Dibutyl sebacate (Smith, 1953): The acute toxicity of dibutyl sebacate was examined by oral administration of the undiluted test substance to 5-6 week old male rats, in doses ranging from 4000 to 32000 mg/kg bw. Surviving animals were weighed daily for 7 days. The single oral administration of doses of dibutyl sebacate up to 16000 mg/kg bw were tolerated without lethal effects. A single dose of 32000 mg/kg bw caused the death of all animals in that dose group. No gross pathological changes were noted in any of the animals in the different dose groups. From these data it can be concluded that dibutyl sebacate has an LD0 of 16000 mg/kg bw and an LD100 of 32000 mg/kg bw.

Medium- and Long-Chain Triacylglycerol oil (Matulka, 2006): The actue toxicity of medium- and long-chain triacylglycerol oils was examined by oral administration (via gavage) of 5000 mg/kg bw of the test substance to two groups of 5 -week old Wistar rats. The animals were observed for 6h after administration, and once daily for the following 14 days. Body weight measurements were performed on the day of test substance administration and on days 1, 2, 3, 4, 7 and 14 thereafter. At the end of the observation period, the animals were euthanized and a gross autopsy was carried out.

The experimental results show that all rats survived the 14d observation period, and showed typical body weight gain throughout the observation period, with no significant differences compared to the control group. Therefore, it can be concluded that the LD50 exceeds 5000 mg/kg bw.

The results obtained for the read-across substances are in line with those found for FAV-ES, thus substantiating the read-across approach.

Justification for selection of acute toxicity – oral endpoint
This study is a well documented, recent GLP study according to international guidelines.

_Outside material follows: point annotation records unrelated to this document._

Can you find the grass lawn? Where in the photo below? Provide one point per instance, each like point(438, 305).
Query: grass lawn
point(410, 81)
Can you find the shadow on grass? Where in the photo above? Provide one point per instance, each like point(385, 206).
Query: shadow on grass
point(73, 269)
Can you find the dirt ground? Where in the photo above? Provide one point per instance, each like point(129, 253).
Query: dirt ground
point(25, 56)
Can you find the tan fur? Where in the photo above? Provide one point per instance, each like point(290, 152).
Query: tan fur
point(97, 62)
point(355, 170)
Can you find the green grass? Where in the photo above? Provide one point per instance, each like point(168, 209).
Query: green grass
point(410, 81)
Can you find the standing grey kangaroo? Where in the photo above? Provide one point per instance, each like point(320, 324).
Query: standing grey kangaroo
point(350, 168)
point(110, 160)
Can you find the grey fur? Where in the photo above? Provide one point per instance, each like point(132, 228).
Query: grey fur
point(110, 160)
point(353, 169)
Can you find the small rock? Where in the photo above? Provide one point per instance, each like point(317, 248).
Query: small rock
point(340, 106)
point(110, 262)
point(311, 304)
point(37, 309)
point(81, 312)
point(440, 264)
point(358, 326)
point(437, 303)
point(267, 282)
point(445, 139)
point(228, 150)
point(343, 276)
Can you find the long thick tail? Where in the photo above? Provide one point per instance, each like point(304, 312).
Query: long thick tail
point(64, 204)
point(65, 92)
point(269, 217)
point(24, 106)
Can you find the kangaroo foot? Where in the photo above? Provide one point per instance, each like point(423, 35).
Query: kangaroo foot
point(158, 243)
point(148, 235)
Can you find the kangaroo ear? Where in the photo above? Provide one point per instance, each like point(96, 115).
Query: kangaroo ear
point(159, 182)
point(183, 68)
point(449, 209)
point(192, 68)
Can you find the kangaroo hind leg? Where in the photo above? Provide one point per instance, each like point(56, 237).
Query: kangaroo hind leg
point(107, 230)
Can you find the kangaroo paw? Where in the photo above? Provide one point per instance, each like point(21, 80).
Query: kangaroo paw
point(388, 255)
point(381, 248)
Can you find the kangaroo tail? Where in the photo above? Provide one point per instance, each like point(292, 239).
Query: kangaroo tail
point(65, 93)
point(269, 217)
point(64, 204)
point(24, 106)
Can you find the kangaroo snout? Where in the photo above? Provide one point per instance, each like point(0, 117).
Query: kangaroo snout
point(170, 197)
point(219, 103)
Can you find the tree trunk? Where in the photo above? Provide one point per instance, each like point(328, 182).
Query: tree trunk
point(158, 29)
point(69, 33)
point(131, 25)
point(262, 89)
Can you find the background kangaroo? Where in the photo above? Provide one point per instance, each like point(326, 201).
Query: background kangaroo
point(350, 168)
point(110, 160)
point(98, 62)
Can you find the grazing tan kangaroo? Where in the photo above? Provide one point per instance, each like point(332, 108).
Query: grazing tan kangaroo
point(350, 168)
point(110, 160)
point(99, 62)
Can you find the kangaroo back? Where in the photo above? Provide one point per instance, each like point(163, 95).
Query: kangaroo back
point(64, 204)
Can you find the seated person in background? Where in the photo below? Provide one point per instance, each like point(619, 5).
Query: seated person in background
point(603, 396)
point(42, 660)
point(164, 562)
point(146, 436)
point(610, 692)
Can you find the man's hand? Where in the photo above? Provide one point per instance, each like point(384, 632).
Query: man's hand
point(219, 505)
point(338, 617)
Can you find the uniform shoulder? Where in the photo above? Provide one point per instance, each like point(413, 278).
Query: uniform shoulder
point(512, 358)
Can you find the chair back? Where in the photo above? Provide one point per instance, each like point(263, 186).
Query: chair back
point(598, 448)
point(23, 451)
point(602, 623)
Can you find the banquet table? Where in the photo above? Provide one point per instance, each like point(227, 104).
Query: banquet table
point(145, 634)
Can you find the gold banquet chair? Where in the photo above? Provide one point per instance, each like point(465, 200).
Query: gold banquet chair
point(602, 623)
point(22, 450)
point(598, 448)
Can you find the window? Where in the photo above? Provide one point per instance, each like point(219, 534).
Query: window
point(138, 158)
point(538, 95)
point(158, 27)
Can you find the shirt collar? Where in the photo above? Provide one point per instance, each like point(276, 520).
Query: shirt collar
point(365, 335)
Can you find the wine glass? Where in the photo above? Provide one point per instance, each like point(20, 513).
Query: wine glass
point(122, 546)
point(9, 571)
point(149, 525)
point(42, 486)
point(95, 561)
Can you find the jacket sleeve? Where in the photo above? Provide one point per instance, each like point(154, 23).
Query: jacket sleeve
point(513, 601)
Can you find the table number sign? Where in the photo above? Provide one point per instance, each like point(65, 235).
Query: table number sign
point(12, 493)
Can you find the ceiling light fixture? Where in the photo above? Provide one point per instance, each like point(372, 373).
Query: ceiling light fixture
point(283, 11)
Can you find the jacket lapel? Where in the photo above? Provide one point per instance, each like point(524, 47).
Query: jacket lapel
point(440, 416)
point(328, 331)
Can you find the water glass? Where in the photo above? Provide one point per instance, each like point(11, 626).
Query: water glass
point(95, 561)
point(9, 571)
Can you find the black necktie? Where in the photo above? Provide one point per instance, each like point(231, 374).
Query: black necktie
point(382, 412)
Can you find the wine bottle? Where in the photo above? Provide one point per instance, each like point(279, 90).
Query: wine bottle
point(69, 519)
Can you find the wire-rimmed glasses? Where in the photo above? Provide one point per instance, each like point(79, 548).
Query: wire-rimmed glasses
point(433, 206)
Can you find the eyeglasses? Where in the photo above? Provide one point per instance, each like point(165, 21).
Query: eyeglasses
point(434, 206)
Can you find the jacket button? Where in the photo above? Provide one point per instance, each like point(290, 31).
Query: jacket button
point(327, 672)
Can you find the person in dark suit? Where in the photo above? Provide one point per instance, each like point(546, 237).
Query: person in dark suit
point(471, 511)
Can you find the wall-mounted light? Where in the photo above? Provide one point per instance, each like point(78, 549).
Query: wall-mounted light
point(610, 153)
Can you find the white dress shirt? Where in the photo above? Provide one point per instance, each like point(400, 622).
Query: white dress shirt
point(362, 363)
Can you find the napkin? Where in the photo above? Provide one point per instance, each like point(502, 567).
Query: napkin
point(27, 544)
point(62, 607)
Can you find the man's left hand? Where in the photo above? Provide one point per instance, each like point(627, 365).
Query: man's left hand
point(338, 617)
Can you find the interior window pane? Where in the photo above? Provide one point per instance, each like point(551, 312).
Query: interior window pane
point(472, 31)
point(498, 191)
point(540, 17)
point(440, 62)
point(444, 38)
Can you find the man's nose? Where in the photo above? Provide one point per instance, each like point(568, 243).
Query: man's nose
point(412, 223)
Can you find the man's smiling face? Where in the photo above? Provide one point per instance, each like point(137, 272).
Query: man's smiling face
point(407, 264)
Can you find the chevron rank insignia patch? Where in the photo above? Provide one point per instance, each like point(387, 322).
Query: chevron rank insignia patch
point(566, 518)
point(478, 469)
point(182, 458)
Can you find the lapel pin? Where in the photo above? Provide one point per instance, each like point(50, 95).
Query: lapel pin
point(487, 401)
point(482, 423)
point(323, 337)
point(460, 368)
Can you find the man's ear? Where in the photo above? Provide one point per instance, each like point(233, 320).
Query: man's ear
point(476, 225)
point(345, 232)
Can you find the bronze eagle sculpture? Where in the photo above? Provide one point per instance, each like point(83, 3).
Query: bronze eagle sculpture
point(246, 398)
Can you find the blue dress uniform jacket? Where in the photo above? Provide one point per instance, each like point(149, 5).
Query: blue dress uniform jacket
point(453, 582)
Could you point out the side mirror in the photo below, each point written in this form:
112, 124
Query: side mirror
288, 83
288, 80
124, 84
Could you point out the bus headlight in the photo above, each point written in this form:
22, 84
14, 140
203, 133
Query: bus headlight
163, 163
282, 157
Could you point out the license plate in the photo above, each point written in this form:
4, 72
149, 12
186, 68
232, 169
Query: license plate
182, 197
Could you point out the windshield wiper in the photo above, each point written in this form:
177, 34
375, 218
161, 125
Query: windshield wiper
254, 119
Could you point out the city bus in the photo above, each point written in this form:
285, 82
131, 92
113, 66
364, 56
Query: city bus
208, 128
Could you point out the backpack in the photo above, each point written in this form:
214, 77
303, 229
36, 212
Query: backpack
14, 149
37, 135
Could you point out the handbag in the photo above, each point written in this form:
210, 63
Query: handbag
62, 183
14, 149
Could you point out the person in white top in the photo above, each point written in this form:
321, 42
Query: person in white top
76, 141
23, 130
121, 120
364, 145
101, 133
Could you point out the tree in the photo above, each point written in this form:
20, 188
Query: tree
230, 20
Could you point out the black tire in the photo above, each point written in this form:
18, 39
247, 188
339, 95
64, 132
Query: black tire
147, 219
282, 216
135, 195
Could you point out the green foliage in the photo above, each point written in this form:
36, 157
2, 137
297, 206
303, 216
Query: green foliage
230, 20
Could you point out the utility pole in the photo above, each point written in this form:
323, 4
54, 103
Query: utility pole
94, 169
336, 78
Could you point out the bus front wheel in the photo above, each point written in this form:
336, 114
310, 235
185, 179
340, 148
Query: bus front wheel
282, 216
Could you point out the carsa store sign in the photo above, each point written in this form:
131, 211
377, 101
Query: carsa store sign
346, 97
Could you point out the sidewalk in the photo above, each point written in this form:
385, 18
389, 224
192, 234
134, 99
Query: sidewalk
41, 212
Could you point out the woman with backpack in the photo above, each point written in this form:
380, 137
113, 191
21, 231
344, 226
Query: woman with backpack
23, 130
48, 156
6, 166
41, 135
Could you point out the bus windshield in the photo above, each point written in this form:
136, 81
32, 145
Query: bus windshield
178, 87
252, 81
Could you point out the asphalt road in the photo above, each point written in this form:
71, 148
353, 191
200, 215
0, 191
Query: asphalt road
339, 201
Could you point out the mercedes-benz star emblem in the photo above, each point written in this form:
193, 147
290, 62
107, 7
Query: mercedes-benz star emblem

Justification for selection of acute toxicity – inhalation endpoint
The substance considers a viscous oil and exposure to humans via the inhalation route is not likely. Both oral and dermal exposure routes are covered in the study reports by Oberto, 2014 and showed no adverse effects.

Justification for selection of acute toxicity – dermal endpoint
This study is a well documented, recent GLP study according to international guidelines.

Justification for classification or non-classification

Based on the acute toxicity results, showing LD50 values > 2000 mg/kg bw for oral and dermal administration and a lack of clinical signs suggesting toxicity, the substance should not be classified for acute toxicity nor for Specific Target Organ Toxicity following Single Exposure (STOT-SE) according to the criteria described in EU Regulation No. 1272/2008 on the Classification, Labelling and Packaging of Substances and Mixtures (CLP). Likewise, classification for acute toxicity is not required under the conditions described in Directive 67/548/EEC (Dangerous Substances Directive).